先祖返りの町作り ~無限の寿命と新文明~
第225話 だいなまいと
会議を終えた私は、その足でダイガクの自分の研究室へと向かい、そこで新しい攻撃手段についての考察を、一人、進めていた。
「地球の近現代の『戦車』のような極端な兵器は、さすがに必要ないでしょう。それよりも、もっと開発が容易なもので、何かありませんかね……」
しばらく顎に手を当てて考えを巡らせ、やがて結論に至る。
「やはり、『火薬』を改良するのが、一番になってくるでしょうね」
現在のゾウキンバクダンには、ニトロセルロースが使われている。これ以上を目指すとなると、TNT火薬やニトログリセリンの開発が必要になってくるだろう。

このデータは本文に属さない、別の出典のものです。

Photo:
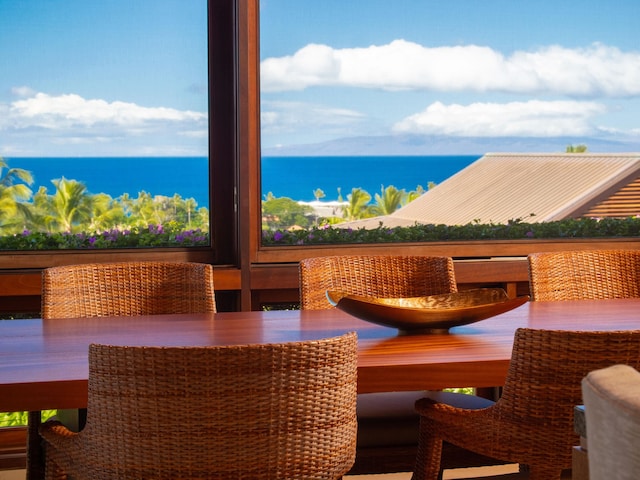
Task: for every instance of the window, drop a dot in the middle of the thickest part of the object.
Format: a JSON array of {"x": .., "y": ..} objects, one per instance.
[
  {"x": 104, "y": 125},
  {"x": 362, "y": 96}
]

「幸いなことに、化粧品の保湿液に『グリセリン』と思われるものがありますから、ここは、『ニトログリセリン』を作ってみましょう」
ニトログリセリンの材料は、お分かりの通りのグリセリンだ。グリセリンには保湿効果があるため、地球でも広く化粧品に使われている。
ダイガクで様々な物質の研究が進んでおり、その中には、グリセリンと思われるものもいくつかある。
それを使えば、ニトログリセリンも作れるだろう。
「ただ、『ニトログリセリン』は非常に不安定な物質なので、すぐに暴発してしまうのが難点なのですよね……」
ニトログリセリンは無色の油状の液体で、ちょっとした衝撃を加えるだけでも暴発してしまうかなり危険な物質だ。
実際、昔はこれが鉱山の採掘現場で発破用として使われていたのだが、暴発事故が絶えず、問題になっていた時代がある。
「ここは、偉大なノーベルの発明品を使わせてもらいますか。鉱夫の安全のために開発された『ダイナマイト』を、この世界でも戦争に利用させてもらいましょう」
ノーベル賞を作ったことで有名なアルフレッド・ノーベルは、暴発事故で傷つく鉱夫たちを憂い、安全にニトログリセリンを扱えるようにと、ダイナマイトを開発した。
しかし、皮肉なもので、ダイナマイトはその手軽さ故に戦争で多用されるようになり、彼は人殺しの道具で巨万の富を得てしまう。
それに心を痛めたノーベルが、人類の発展に寄与した人に遺産を分け与えて欲しいとして作られたのが、ノーベル賞であることは有名な話だろう。
そんな、心優しいノーベルには大変申し訳ないのだが、この世界でもダイナマイトを戦争に利用させてもらう。
作り方は意外と単純で、砂と粘土にニトログリセリンをしみ込ませることで、衝撃に強くするのである。
「ただ、この研究開発は危険なものになってくるでしょうから、防御魔法を瞬時に展開できる私が、直接、進めるべきでしょうね……」
いくら仕組みの上では簡単だといっても、開発するには、その分量などを試行錯誤する必要があり、かなりの危険を伴うと予想される。
そこで、いべんとはんどらを使えば瞬時に光盾の魔法を展開できる私が、直接、開発するのが妥当だろう。
「よし。そうと決まれば、早速、研究開始です!」
私は自らの頬を両手でパンッと叩き、気合を入れて、来るべき日に向けての開発を開始したのであった。